Article 14 targets the school system: “Plans and study programs for basic,
elementary and upper education as well as training of elementary school
teachers shall include training on the importance of the right to access
public information and the right of Habeas Data in a democratic society.”
Sinaloa’s State Commission for Access to Public Information (equivalent
to the institute established in the federal law) is obliged to assist in
preparing programs and didactic materials for the schools. Finally, Article
15 requires the state’s public and private universities to include in their
curricula study segments on the right to information and Habeas Data, with
assistance from the Commission.
The Sinaloa law will serve as a fascinating test of the extent to which
government can legislate cultural change. For beyond the new openness requirements
mandated by the initiative, the law aims to change people’s attitudes and
expectations toward government by educating them about their rights and
about the government’s obligations to them.
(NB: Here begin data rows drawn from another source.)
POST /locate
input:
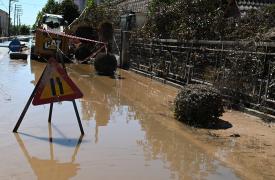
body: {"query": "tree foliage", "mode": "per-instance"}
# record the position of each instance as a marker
(69, 10)
(204, 19)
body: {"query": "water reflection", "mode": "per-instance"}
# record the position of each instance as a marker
(159, 137)
(51, 168)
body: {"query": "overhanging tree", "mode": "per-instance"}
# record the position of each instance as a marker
(69, 10)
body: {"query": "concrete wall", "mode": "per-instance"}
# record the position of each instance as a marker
(4, 22)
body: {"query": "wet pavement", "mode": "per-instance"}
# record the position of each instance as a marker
(129, 126)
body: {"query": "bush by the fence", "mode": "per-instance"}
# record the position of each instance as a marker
(198, 105)
(105, 64)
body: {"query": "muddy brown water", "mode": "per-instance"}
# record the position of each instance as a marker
(129, 126)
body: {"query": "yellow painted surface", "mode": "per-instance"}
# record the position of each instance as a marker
(46, 93)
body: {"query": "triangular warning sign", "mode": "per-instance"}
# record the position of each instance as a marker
(55, 86)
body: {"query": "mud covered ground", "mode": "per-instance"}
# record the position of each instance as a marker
(130, 132)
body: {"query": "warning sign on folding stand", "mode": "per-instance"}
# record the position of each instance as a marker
(55, 86)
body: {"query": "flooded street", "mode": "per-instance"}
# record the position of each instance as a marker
(130, 132)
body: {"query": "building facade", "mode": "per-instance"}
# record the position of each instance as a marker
(4, 23)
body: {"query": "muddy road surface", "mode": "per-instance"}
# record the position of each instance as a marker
(130, 132)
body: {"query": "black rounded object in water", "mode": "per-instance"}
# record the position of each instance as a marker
(105, 64)
(82, 52)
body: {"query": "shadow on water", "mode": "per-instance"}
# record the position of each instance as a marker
(51, 168)
(64, 141)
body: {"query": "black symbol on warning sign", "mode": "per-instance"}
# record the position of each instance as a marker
(59, 84)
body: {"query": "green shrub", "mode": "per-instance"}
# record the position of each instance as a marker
(105, 64)
(198, 105)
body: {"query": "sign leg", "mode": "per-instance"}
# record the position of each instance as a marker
(27, 105)
(24, 111)
(78, 117)
(50, 113)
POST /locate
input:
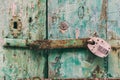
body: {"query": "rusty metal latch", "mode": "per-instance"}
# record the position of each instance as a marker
(59, 44)
(46, 44)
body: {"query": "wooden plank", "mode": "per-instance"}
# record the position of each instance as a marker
(70, 19)
(21, 63)
(114, 36)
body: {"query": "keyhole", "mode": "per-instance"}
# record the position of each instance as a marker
(15, 25)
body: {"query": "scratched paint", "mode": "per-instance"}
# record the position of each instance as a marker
(84, 18)
(22, 63)
(82, 15)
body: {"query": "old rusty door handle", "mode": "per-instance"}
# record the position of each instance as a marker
(52, 44)
(46, 44)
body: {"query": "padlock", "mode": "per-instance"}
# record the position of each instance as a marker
(98, 47)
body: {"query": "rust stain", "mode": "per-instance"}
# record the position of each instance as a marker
(54, 44)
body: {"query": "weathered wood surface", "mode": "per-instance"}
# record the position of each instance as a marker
(75, 19)
(22, 63)
(67, 19)
(114, 34)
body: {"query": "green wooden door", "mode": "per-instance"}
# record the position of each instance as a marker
(21, 63)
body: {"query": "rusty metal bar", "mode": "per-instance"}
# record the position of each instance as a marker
(53, 44)
(46, 44)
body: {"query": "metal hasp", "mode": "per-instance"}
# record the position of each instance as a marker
(52, 44)
(46, 44)
(55, 44)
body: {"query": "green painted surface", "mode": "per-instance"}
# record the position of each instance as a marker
(20, 63)
(67, 19)
(83, 19)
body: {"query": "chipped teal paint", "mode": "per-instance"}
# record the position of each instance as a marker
(19, 63)
(74, 63)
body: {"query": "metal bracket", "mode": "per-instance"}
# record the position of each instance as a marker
(54, 44)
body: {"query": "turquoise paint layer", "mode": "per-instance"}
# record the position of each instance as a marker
(19, 63)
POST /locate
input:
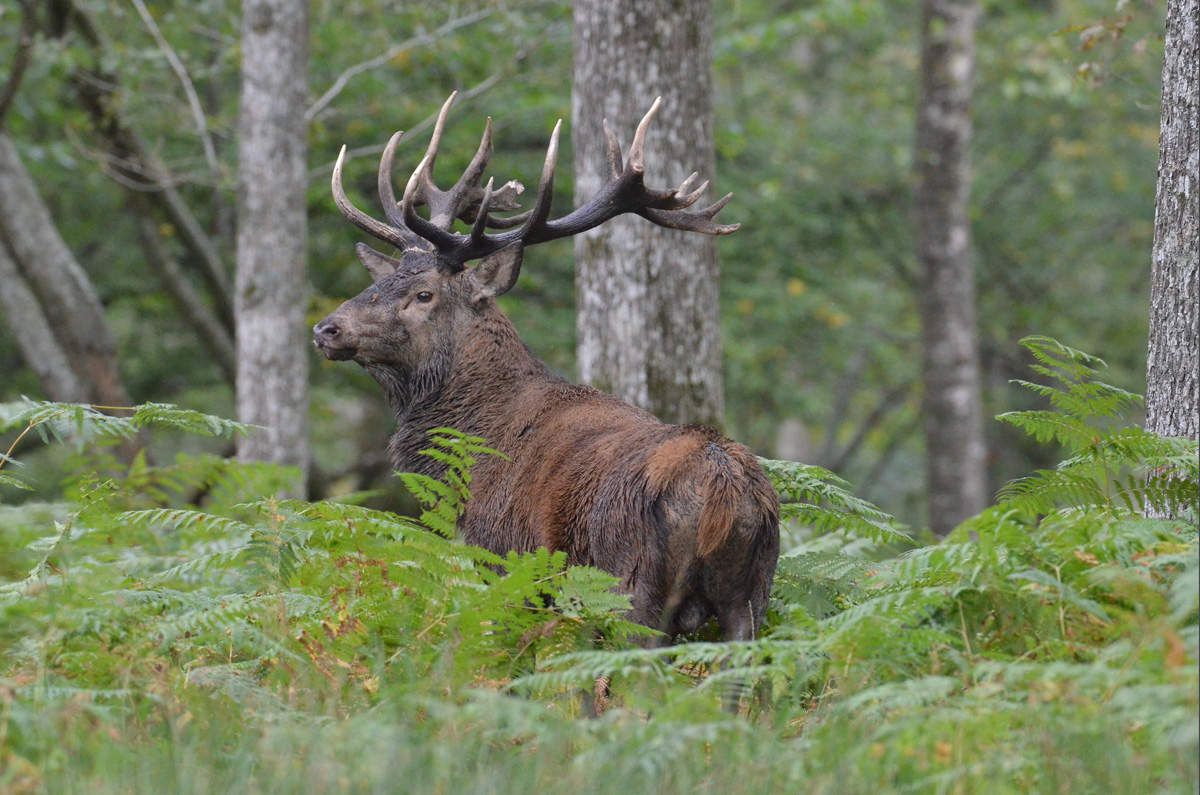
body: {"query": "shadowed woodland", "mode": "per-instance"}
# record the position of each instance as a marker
(951, 308)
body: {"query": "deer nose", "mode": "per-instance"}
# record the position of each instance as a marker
(327, 330)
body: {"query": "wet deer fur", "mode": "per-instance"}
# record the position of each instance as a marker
(685, 518)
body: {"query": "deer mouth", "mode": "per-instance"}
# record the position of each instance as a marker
(335, 352)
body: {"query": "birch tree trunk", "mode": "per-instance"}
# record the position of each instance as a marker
(270, 292)
(61, 293)
(1173, 398)
(648, 323)
(954, 444)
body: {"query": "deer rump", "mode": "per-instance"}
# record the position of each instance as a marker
(684, 516)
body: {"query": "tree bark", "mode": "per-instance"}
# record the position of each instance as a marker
(63, 291)
(953, 411)
(270, 292)
(35, 336)
(1173, 396)
(648, 318)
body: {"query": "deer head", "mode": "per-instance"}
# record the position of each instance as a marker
(424, 300)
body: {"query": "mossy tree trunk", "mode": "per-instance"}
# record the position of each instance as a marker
(953, 408)
(270, 293)
(648, 318)
(1173, 396)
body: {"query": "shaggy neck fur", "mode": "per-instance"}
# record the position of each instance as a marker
(468, 387)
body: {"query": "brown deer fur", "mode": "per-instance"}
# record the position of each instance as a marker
(685, 518)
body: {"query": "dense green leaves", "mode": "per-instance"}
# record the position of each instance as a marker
(190, 643)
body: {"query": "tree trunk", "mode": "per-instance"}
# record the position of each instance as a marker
(35, 336)
(1173, 398)
(954, 443)
(647, 298)
(270, 293)
(65, 296)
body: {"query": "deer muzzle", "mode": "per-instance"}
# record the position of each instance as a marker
(333, 340)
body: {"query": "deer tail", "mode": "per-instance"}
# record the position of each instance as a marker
(721, 496)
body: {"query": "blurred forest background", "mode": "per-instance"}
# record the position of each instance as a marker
(127, 125)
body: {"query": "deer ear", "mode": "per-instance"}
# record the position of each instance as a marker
(379, 264)
(497, 273)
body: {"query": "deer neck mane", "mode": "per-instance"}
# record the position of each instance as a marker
(469, 387)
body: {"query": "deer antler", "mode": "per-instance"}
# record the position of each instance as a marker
(624, 192)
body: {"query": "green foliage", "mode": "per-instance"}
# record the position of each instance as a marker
(155, 639)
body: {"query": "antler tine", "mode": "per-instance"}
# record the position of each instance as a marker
(437, 235)
(540, 209)
(455, 196)
(397, 237)
(480, 225)
(694, 221)
(612, 151)
(387, 191)
(637, 149)
(431, 151)
(684, 196)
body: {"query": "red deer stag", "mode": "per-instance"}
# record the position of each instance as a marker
(685, 518)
Mexican civil society has broken new ground with the passage of the
country’s federal and state freedom of information acts. The laws represent
the crowning achievement of a long campaign for transparent and accountable
government in Mexico, one that truly began in the mid-1970s with efforts
to amend the Mexican Constitution in order to enshrine the public’s right
to information as a constitutional right. The amended language to Article
6 passed in 1977.
The government now has exactly one year to make the institutional changes
required by the act and to prepare its civil servants before the law takes
effect. By the same token, however, the reporters and editors, scholars,
lawyers, openness advocates and public interest organizations behind the
freedom of information campaign also have just one year – for the success
or failure of the law’s implementation will depend as much on the continued
participation of Mexican civil society as it will on government action.
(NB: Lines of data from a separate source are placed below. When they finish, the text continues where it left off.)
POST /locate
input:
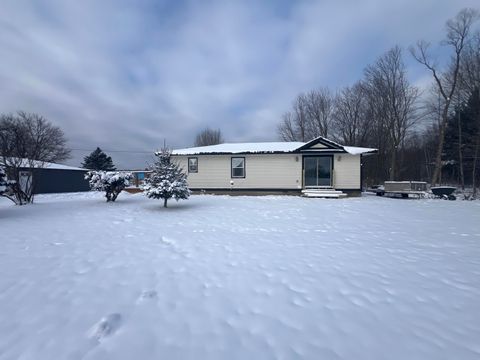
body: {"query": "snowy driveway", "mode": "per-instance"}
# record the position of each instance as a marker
(239, 278)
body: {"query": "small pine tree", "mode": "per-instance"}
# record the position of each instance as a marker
(111, 182)
(167, 179)
(98, 160)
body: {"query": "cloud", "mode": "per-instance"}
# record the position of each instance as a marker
(124, 75)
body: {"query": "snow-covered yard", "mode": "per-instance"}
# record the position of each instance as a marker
(221, 277)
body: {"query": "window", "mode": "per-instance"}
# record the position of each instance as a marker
(192, 165)
(238, 167)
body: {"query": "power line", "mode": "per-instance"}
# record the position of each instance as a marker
(120, 151)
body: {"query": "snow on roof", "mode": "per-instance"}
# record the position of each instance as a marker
(25, 163)
(236, 148)
(354, 150)
(263, 147)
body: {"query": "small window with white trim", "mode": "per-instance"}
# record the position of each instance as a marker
(238, 167)
(192, 165)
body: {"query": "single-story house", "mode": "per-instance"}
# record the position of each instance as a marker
(53, 178)
(320, 167)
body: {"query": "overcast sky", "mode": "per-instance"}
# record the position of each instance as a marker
(125, 75)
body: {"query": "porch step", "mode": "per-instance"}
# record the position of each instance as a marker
(323, 193)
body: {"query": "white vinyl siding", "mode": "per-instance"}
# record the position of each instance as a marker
(346, 171)
(266, 171)
(262, 171)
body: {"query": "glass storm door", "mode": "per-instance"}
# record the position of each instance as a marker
(318, 171)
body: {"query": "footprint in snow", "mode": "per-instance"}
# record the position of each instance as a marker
(107, 326)
(147, 295)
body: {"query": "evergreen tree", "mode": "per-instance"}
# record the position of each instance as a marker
(98, 160)
(109, 181)
(167, 179)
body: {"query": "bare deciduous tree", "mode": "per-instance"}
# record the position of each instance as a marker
(352, 118)
(393, 100)
(208, 137)
(28, 141)
(469, 77)
(458, 31)
(310, 117)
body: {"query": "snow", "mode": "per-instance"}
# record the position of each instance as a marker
(237, 148)
(219, 277)
(45, 165)
(354, 150)
(264, 147)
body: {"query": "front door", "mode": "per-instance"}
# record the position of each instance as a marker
(317, 171)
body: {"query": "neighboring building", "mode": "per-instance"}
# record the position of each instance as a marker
(319, 167)
(55, 178)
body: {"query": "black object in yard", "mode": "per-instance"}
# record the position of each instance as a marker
(445, 192)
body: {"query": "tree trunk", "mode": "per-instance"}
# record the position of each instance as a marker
(460, 156)
(393, 167)
(474, 168)
(441, 139)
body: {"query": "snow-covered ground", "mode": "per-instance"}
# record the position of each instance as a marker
(221, 277)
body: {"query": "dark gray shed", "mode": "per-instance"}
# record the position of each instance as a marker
(56, 178)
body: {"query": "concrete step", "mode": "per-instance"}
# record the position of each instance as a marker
(323, 193)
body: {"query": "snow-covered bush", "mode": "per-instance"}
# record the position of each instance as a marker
(167, 179)
(112, 182)
(6, 186)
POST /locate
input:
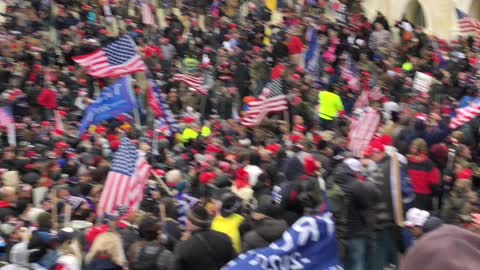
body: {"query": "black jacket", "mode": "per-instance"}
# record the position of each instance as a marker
(264, 232)
(206, 250)
(358, 201)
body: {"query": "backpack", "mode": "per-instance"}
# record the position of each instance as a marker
(148, 256)
(408, 195)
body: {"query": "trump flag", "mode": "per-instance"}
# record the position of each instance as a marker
(310, 244)
(112, 102)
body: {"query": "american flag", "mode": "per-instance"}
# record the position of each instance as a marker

Mexico is a country where a powerful executive branch has historically
overshadowed a weak Congress, a dysfunctional judicial system and a malleable
press, and whose citizens are unaccustomed to demanding – and receiving
– their rights. Today, the Mexican public still has no access to information
about the most fundamental ways in which government affects daily life,
and issues such as local school budgets, crime statistics, anti-pollution
controls, the salaries of public officials, the number of police patrols,
contracts awarded and much more remain out of reach for ordinary citizens.
In order for Mexico’s new freedom of information act to become enforceable,
the same civil society groups that organized and fought for the law must
now mobilize to educate people on how to use it in their favor.